Por exemplo, entrevistamos uma advogada que mora em uma capital brasileira e cuida do pai acamado. Além da advocacia, ela faz trabalhos de treinamento de dados, vende cursos como afiliada da Hotmart e criou um e-book sobre aromaterapia. Esse é o retrato do trabalho no Brasil: pessoas com alta qualificação formal, mas cujos empregos não asseguram uma renda suficiente. A internet se tornou um grande reduto desse tipo de trabalho. Existe uma convergência de diferentes formas de trabalho digital: a pessoa treina IA, faz tarefas de clique, entrega no iFood, aposta em sites esportivos, já tentou ser home broker porque pagou uma mentoria de alguém que promete ensinar a ganhar dinheiro online.
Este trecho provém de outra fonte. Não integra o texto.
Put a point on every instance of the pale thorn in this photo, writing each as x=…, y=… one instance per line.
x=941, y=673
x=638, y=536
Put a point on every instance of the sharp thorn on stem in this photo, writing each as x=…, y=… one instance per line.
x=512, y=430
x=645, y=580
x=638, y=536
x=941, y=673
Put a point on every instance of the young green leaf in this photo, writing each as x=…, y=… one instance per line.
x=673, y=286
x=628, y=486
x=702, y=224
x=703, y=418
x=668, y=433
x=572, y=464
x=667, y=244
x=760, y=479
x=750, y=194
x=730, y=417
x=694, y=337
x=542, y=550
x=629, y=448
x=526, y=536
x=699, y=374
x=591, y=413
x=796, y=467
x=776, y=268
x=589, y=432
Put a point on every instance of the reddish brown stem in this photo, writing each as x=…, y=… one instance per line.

Essa é a complexidade da situação.

E as próprias plataformas estão se movendo nessa direção. Na semana passada, por exemplo, a Uber anunciou, depois de testar na Índia, que vai começar nos Estados Unidos uma operação em que o motorista, enquanto não tiver corrida, poderá realizar tarefas de rotulagem de dados para IA dentro do próprio aplicativo. É o que estamos chamando de “grande convergência do trabalho digital”. Em vez de remunerar o tempo ocioso, a plataforma oferece microtarefas. Ou seja, o motorista de Uber passa a ser também rotulador de dados da indústria de IA.

M&M – Você comentou sobre os movimentos de regulamentar esse tipo de trabalho. O que significa promover garantias mínimas de trabalho para este tipo de serviços?

Matheus — Acho que o ponto central é entender as particularidades desse tipo de trabalho. Não é o mesmo trabalho do entregador, nem do motorista. Também não se trata de simplesmente enquadrar esses trabalhadores na CLT, mas sim de garantir condições mínimas de trabalho. Isso passa por questões como transparência algorítmica e garantia de representação coletiva. Hoje, muitas plataformas proíbem qualquer forma de organização entre os trabalhadores e até impedem que eles participem de grupos no Telegram, WhatsApp ou Reddit para compartilhar experiências. Então, é fundamental reduzir essa opacidade e criar mecanismos que garantam mais transparência. Se um trabalhador for bloqueado de um projeto ou tiver uma tarefa rejeitada, ele precisa saber o motivo. Também é essencial garantir uma remuneração mínima, pelo menos equivalente ao salário mínimo de cada país. Por que pagar US$ 12,00 por hora a um holandês, US$ 2,50 a um brasileiro e US$ 0,80 centavos a um filipino pelo mesmo projeto? Deveriam existir parâmetros mínimos. É disso que estamos falando: direitos básicos, como representação justa e condições dignas, especialmente em áreas como a moderação de conteúdo. Essa indústria depende de trabalho humano, pois a máquina não faz sozinha. A questão é: como fazer isso e quais são as responsabilidades envolvidas? Esses são os grandes desafios hoje.